Who knows quite how many of the very few who picked Australia for glory would have had Marsh The Younger as a difference-maker? But his 77 not out off 50 balls, an innings at number three that began with a flicked six, will earn pride of place in the crowded hallway of great final knocks by an Australian.

That he was the focal point for celebrations at the end as a target of 173 was reached with seven balls to spare owes much to two recognisable T20 stalwarts.

Australia celebrate winning the T20 World Cup
Australia celebrate winning the T20 World Cup (AP)

Adam Zampa’s four overs for 26 – and the crucial wicket of Martin Guptill – kept New Zealand in check, and Williamson watchful. It was a continuation of his work throughout, which perhaps shouldn’t focus on the 13 wickets but going at 5.81 per over. These pitches in the UAE did not spin as much as expected, yet Zampa’s management of length on boundaries that could have really been used against him spoke of a maturity that he does not get credit for because of boyish looks and maverick persona. A rare unit at this World Cup in the very real sense of the word “rare”.
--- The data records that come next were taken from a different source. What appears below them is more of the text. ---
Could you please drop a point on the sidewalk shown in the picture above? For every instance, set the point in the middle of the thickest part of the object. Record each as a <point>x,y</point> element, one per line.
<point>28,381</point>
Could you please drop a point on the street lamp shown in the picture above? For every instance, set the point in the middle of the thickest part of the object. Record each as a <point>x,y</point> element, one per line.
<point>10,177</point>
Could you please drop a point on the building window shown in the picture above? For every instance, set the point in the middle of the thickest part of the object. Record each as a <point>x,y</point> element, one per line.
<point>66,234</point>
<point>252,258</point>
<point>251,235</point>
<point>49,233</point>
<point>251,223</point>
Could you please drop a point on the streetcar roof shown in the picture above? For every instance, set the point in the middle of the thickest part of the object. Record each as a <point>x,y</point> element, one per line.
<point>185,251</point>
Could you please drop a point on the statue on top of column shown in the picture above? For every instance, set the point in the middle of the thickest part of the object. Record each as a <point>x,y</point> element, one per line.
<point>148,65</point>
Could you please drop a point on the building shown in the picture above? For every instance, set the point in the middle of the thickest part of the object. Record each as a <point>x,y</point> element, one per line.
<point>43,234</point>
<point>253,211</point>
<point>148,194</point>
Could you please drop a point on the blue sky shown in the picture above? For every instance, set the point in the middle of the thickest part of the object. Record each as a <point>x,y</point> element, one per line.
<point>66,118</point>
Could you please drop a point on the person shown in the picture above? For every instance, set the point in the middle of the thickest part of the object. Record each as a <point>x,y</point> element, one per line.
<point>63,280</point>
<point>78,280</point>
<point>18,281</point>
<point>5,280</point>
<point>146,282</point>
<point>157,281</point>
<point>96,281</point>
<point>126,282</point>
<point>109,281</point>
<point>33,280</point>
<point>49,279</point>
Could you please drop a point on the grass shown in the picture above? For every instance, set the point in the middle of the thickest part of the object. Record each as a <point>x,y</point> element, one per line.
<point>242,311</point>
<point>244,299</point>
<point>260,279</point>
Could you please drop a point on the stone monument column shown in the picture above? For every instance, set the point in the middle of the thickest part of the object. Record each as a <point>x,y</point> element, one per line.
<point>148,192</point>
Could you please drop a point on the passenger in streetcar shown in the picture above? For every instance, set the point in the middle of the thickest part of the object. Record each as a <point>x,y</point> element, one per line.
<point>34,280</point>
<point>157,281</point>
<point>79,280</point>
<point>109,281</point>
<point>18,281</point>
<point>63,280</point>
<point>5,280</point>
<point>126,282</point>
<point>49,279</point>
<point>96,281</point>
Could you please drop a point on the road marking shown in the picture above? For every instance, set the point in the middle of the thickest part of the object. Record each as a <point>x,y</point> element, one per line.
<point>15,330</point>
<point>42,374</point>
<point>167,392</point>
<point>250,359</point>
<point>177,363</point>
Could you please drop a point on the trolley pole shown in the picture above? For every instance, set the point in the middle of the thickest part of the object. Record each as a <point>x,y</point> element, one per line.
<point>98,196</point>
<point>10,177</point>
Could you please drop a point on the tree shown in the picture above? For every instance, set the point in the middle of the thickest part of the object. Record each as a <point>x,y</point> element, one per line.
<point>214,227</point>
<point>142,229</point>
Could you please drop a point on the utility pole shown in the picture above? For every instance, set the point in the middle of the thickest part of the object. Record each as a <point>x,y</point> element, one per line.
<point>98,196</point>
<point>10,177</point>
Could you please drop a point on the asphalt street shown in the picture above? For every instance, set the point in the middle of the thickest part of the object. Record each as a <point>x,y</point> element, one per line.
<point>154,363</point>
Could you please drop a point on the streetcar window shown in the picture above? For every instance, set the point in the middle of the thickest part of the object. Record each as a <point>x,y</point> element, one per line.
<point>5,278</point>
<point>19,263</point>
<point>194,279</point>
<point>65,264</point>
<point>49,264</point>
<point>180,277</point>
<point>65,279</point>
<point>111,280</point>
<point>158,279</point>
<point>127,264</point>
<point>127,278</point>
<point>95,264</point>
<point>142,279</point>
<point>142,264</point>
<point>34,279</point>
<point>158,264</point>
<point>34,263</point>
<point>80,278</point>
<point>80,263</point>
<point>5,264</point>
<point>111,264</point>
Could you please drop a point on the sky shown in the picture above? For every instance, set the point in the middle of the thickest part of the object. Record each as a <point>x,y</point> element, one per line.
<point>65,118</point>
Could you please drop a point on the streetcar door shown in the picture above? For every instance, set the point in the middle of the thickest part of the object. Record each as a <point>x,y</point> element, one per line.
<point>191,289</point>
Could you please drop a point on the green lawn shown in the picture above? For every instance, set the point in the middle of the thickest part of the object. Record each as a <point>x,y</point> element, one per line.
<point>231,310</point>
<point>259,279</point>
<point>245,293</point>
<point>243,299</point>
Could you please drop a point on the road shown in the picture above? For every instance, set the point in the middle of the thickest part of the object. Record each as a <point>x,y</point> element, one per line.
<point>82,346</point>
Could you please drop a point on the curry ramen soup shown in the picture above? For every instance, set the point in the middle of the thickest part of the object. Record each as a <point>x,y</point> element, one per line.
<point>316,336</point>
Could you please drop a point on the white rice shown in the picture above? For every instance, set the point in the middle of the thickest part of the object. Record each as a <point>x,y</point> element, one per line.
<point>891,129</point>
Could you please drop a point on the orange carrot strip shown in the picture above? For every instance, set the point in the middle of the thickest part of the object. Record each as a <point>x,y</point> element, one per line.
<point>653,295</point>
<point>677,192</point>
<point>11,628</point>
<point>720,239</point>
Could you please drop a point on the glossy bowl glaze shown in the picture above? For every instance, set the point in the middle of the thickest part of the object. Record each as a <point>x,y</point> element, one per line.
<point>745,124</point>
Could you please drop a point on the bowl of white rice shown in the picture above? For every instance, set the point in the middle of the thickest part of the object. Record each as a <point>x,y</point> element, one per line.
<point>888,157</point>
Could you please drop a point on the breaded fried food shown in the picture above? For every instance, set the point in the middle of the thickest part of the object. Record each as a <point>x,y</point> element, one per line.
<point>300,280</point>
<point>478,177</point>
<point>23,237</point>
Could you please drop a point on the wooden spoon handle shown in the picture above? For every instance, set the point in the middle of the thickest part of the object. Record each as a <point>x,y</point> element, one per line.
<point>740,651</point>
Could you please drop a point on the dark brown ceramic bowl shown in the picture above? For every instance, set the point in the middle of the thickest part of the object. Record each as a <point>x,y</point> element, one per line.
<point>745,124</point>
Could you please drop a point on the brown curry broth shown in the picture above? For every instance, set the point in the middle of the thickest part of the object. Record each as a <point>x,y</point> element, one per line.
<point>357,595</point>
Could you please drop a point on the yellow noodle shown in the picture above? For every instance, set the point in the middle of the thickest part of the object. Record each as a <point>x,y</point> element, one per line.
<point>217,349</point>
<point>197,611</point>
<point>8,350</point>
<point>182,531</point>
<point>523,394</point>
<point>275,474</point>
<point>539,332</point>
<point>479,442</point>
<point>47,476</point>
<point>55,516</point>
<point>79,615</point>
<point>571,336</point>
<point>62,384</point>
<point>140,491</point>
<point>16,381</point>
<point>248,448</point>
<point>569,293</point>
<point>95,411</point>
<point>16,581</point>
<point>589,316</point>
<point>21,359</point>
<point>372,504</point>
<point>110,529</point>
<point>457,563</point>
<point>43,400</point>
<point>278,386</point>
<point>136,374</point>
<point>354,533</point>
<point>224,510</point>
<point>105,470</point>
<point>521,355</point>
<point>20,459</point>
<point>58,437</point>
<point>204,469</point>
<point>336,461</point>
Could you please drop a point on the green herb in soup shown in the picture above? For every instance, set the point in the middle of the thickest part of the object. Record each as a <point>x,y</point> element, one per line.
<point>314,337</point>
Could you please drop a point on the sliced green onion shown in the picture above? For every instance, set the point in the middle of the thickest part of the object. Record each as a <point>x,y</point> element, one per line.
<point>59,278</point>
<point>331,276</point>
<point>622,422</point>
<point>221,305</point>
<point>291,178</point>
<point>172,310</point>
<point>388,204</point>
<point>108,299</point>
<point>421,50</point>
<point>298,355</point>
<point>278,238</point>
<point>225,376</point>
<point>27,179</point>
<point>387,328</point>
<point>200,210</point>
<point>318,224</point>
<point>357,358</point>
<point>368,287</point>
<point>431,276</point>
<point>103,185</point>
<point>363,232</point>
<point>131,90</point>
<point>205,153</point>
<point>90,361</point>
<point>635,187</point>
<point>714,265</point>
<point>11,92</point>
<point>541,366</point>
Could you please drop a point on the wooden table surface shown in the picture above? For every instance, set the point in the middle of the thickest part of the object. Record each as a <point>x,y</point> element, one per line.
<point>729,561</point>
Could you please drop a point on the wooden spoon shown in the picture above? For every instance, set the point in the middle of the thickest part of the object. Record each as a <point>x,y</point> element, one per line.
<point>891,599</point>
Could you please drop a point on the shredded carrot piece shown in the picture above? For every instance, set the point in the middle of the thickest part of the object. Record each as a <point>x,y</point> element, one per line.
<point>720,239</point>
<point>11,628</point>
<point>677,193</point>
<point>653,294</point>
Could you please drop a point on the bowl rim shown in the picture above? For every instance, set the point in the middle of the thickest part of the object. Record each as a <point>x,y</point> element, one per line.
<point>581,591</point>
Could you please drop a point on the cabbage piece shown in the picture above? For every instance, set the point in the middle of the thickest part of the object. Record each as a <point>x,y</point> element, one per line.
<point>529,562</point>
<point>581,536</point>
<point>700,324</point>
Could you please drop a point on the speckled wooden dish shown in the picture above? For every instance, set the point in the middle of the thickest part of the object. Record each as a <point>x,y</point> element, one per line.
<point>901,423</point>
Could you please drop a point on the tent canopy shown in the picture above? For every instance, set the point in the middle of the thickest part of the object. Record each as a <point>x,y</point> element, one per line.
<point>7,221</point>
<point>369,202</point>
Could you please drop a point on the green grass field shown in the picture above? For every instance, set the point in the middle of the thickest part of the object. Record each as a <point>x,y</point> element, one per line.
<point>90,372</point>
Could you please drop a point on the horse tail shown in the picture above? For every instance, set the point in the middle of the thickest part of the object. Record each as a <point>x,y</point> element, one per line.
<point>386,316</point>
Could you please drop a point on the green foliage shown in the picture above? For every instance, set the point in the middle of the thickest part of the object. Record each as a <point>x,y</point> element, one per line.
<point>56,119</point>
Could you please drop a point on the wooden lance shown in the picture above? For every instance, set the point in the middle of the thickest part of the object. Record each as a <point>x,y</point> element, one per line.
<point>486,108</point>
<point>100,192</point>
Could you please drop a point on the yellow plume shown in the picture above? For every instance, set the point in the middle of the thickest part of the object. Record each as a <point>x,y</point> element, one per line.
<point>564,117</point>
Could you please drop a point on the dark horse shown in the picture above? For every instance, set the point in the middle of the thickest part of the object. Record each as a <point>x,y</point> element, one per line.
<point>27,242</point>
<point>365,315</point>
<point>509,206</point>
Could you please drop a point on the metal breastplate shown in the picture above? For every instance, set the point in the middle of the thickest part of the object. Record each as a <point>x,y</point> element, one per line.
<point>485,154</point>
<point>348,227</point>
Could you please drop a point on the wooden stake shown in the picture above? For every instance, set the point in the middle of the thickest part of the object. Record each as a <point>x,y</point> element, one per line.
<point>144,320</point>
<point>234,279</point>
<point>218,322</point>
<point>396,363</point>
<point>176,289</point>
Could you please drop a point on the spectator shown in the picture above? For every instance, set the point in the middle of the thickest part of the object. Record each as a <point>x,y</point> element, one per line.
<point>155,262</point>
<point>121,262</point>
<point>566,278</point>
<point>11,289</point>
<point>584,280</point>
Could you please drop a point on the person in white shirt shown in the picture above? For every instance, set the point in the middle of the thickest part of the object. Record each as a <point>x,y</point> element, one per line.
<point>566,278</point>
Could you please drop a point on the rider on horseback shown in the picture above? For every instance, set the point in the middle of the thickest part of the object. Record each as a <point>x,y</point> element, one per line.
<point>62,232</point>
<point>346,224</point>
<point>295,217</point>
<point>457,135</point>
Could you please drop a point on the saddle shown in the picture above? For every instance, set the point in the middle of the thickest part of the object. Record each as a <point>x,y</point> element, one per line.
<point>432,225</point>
What hope the Black Caps had of avoiding three ICC white-ball final defeats was all but extinguished after David Warner’s opening 53. It was, in many ways, typically Warner. Calculated and brutal. Characteristically and uncharacteristically sedate. Characteristically and uncharacteristically match-turning.

When he fell in the 13th over, Australia were passed a hundred, needing 66 from the remaining 46 deliveries. By no means home, though the route had been cleared of its most recognisable threats.

And Warner, too, of his own temporary demons. He came into the tournament in questionable form off the back of eight innings in these conditions for Sunrisers Hyderabad at an average of 24 and even had the ignominy of being dropped as a high profile overseas recruit. A 65 against Sri Lanka came amid scores of 14, 1 and 18 before a run of 89 not out (West Indies), 49 in the semi-final against Pakistan and then this half-century when it mattered most. The 23-year-old who made waves when he became the first capped Australian – in a Twenty20 in 2009 – to have not played first-class cricket now, at 35, has his first world title. Though he may be more After Eight than the Milky Bar Kid he was dubbed at the very beginning of this journey, this success will still be as sweet.

This victory also carries a sense of aberration about it, which is nothing for Australia or its fans to concern themselves with. Here we were at the tournament that was supposed to reflect the evolution of T20 in the hands of analysts. Yet so much of it was determined by the 50-50 of a coin toss. Aaron Finch, the first to get his hands wrapped around that World Cup trophy, won six out of seven of them.

Even so, to see this as a triumph of the whim of individuals over data isn’t quite right. “Match-ups” may have been the buzzword over the last month, but if teams put too much stock in it, that’s on them. An analyst’s reach is only so far, and there are none in the game who wield more power in a dressing room than a captain.

If anything, those who were burned by overthinking only have themselves to blame. What we have is a new tab to open up in the Excel sheet with the heading “weak leadership”. “If we get seduced into looking purely at match-ups,” said Finch before the semi-final with in-tournament favourites Pakistan, “then you probably go away from your own strengths quite a bit.” And when it’s all said and done, few can argue Australia stuck to their strengths better than everyone else.

On the day, New Zealand were nervous, Australia were calm. Next year, they will go into a home T20 World Cup as the holders and, thus, probably one of the inadvertent favourites. But, heck, Australia are world champions and, well, that’s all that matters.